FARMERS against coal seam gas made their feelings known before the Liverpool Plains Shire Council's November meeting on Wednesday.
Members of the Lock the Gate Alliance gathered to try and persuade the council to take a stand against CSG projects and expired petroleum exploration licences.
The push comes after councils across the state such as Dubbo and Moree Plains decided on a position of not supporting zombie PELs or CSG projects.
Quirindi landholder Annette Wallis said it was crucial the council lobby to "extinguish expired PELs".
"These licences were approved in the 1990s and the early 2000s, before any framework or protection legislation was brought in," Ms Wallis said.
"Assessments haven't even taken place as to whether this area is suitable for exploration and we're very hopeful the council can step up and stand with us.
"We want the council to join with us in declaring our area a no-go zone for gas."
Councillors heard from four local landholders during the meeting, each one with a different perspective on the push to rid CSG from the Liverpool Plains.
Ms Wallis said the stance other councils and NSW Agriculture Minister Adam Marshall had recently made on CSG and PELs filled her with confidence.
"We really urge our council to take a strong stance on this issue and make public statements like those other parties have made," she said.

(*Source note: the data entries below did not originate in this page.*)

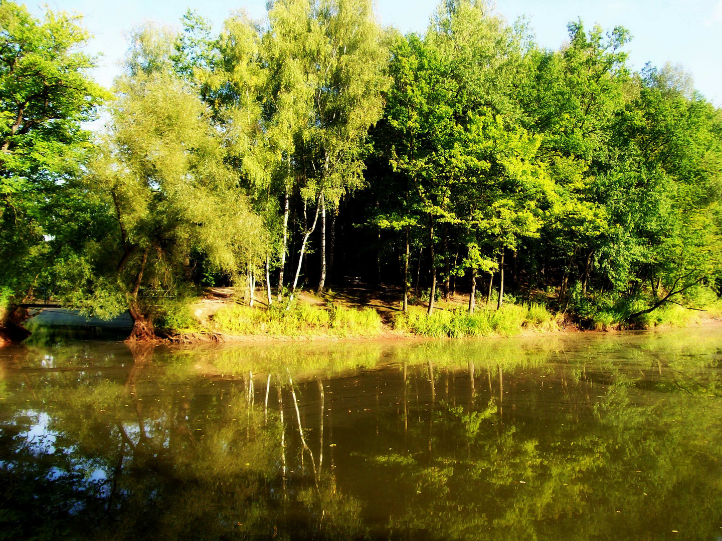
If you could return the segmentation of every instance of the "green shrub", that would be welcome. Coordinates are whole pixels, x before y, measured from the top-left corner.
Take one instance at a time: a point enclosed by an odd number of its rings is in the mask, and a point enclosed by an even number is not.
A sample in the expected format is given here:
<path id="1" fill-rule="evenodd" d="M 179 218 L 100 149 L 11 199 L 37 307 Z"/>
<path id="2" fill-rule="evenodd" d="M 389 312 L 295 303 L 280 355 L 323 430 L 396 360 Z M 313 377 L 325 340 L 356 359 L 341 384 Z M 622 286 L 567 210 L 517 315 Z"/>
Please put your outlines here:
<path id="1" fill-rule="evenodd" d="M 172 331 L 189 331 L 198 328 L 198 320 L 193 317 L 191 304 L 186 301 L 167 302 L 160 309 L 157 325 Z"/>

"I think it's certainly within the capacity of the council to take a strong lead on this subject.
"I think what the likes of Adam Marshall and Kevin Anderson have done and said is a great start, hopefully we can build on that."
The council will now consider its position on the subject and is expected to review its stance in the coming months.
As well as Liverpool Plains, farmers also took to lobbying Gunnedah Shire Council during its November meeting in a bid to get it to take a stand against CSG as well.